Penelitian tentang ketidaksantunan berbahasa lainnya dilakukan oleh Elizabeth Rita Yuliastuti 2013 berjudul
Ketidaksantunan Linguistik dan Pragmatik Berbahasa antara Guru dan Siswa di SMA Stella Duce 2 Yogyakarta
Tahun Ajaran 20122013
. Pengumpulan data pada penelitian ini serupa dengan penelitian ketidaksantunan sebelumnya, yakni dengan menggunakan metode
simak dan metode cakap. Pada penelitian ini, peneliti menemukan bahwa
pertama,
wujud ketidaksantunan linguistik dapat dilihat berdasarkan tuturan lisan yang tidak santun antara guru dan siswa yang berupa tuturan melecehkan muka,
memain-mainkan muka, kesembronoan, mengancam muka, dan menghilangkan muka, sedangkan wujud ketidaksantunan pragmatik dapat dilihat berdasarkan
uraian konteks berupa penutur, mitra tutur, tujuan tutur, situasi, suasana, tindak verbal, dan tindak perlokusi yang menyertai tuturan tersebut.
Kedua,
penanda
ketidaksantunan linguistik dapat dilihat berdasarkan nada, tekanan, intonasi, dan diksi, serta penanda ketidaksantunan pragmatik dapat dilihat berdasarkan konteks
yang menyertai tuturan yakni penutur, mitra tutur, situasi, suasana, tujuan tutur, tindak verbal, dan tindak perlokusi.
Ketiga
, makna ketidaksantunan 1 melecehkan muka yakni hinaan dan ejekan dari penutur kepada mitra tutur hingga
melukai hati mitra tutur, 2 memain-mainkan muka yakni tuturan yang membuat bingung mitra tutur sehingga mitra tutur menjadi jengkel karena sikap penutur
yang tidak seperti biasanya, 3 kesembronoan yang disengaja yakni penutur bercanda kepada mitra tutur sehingga mitra tutur terhibur, tetapi candaan tersebut
dapat menimbulkan konflik, 4 mengancam muka yakni penutur memberikan ancaman kepada mitra tutur sehingga mitra tutur merasa terpojokkan, dan 5
menghilangkan muka yakni penutur mempermalukan mitra tutur di depan banyak orang.

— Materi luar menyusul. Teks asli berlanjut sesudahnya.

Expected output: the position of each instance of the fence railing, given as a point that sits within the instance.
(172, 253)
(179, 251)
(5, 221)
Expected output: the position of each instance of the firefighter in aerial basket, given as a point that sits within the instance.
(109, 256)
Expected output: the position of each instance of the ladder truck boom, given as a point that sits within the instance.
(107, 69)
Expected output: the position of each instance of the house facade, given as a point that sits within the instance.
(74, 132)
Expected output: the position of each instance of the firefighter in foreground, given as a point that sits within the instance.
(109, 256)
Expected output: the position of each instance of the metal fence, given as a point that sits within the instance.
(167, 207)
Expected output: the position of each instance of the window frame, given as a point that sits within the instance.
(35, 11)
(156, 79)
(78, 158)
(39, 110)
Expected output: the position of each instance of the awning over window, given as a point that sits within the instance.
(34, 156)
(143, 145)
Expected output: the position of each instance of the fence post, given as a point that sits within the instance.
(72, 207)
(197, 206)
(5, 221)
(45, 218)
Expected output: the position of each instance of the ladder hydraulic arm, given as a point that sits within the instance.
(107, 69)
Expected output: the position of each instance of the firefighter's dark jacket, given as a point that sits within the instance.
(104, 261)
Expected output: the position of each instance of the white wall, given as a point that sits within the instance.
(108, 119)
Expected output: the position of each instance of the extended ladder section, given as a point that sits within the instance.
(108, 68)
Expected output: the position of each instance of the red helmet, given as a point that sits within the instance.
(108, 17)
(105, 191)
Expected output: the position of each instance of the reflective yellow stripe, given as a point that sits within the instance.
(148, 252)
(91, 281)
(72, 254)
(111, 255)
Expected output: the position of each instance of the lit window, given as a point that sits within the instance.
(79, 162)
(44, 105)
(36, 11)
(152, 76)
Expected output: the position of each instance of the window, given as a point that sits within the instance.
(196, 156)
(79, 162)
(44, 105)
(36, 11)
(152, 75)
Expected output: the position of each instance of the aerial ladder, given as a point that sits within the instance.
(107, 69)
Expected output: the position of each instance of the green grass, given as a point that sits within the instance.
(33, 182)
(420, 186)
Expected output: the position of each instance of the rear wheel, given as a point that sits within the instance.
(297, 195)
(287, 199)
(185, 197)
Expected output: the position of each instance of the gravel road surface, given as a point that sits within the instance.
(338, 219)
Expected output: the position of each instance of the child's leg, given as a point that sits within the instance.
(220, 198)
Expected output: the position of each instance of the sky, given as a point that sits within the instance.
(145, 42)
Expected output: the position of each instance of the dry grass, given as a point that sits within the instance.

Penelitian tentang ketidaksantunan berbahasa selanjutnya dilakukan oleh Olivia Melissa Puspitarini 2013 yang mengangkat judul
Ketidaksantunan Linguistik dan Pragmatik Berbahasa antara Dosen dan Mahasiswa Program
Studi PBSID, FKIP, USD, Angkatan 2009
—
2011
. Penelitian yang menjadikan dosen dan mahasiswa Program Studi PBSID sebagai sumber data ini merupakan
penelitian deskriptif kualitatif, serupa dengan penelitian yang telah dilakukan oleh ketiga peneliti di atas. Metode pengumpulan data dalam penelitian ini adalah
metode simak dan metode cakap, dengan menggunakan instrumen berupa panduan wawancara, daftar pertanyaan pancingan, dan daftar kasus. Penelitian ini
juga menemukan hasil serupa seperti penelitian sebelumny, yakni
pertama,
wujud
ketidaksantunan linguistik berdasarkan tuturan lisan dan wujud ketidaksantunan pragmatik berbahasa yaitu uraian konteks tuturan tersebut.
Kedua,
penanda ketidaksantunan linguistik yaitu nada, intonasi, tekanan, dan diksi, serta penanda
pragmatik yaitu konteks yang menyertai tuturan yakni penutur, mitra tutur, situasi, dan suasana.
Ketiga,
makna ketidaksantunan linguistik dan pragmatik berbahasa meliputi 1 melecehkan muka yakni penutur menyindir atau mengejek mitra
tutur, 2 memainkan muka yakni penutur membuat jengkel dan bingung mitra tutur, 3 kesembronoan yang disengaja yakni penutur bercanda kepada mitra
tutur dan mitra tutur terhibur namun candaan tersebut dapat menimbulkan konflik bila candaan tersebut ditanggapi secara berlebihan, 4 menghilangkan muka
yakni penutur mempermalukan mitra tutur di depan banyak orang, dan 5 mengancam muka yakni penutur memberikan ancaman atau tekanan kepada mitra
tutur yang menyebabkan mitra tutur terpojok. Keempat penelitian di atas merupakan penelitian yang mengkaji mengenai
ketidaksantunan berbahasa, khususnya ketidaksantunan berbahasa dalam ranah pendidikan. Keempat penelitian tersebut menemukan tiga hal penting mengenai
masalah ketidaksantunan, yakni wujud, penanda, dan makna ketidaksantunan linguistik dan pragmatik berbahasa dalam ranah pendidikan. Dengan mengacu
pada keempat penelitian di atas, peneliti akan mengkaji lebih dalam mengenai ketidaksantunan berbahasa, khususnya dalam ranah keluarga nelayan.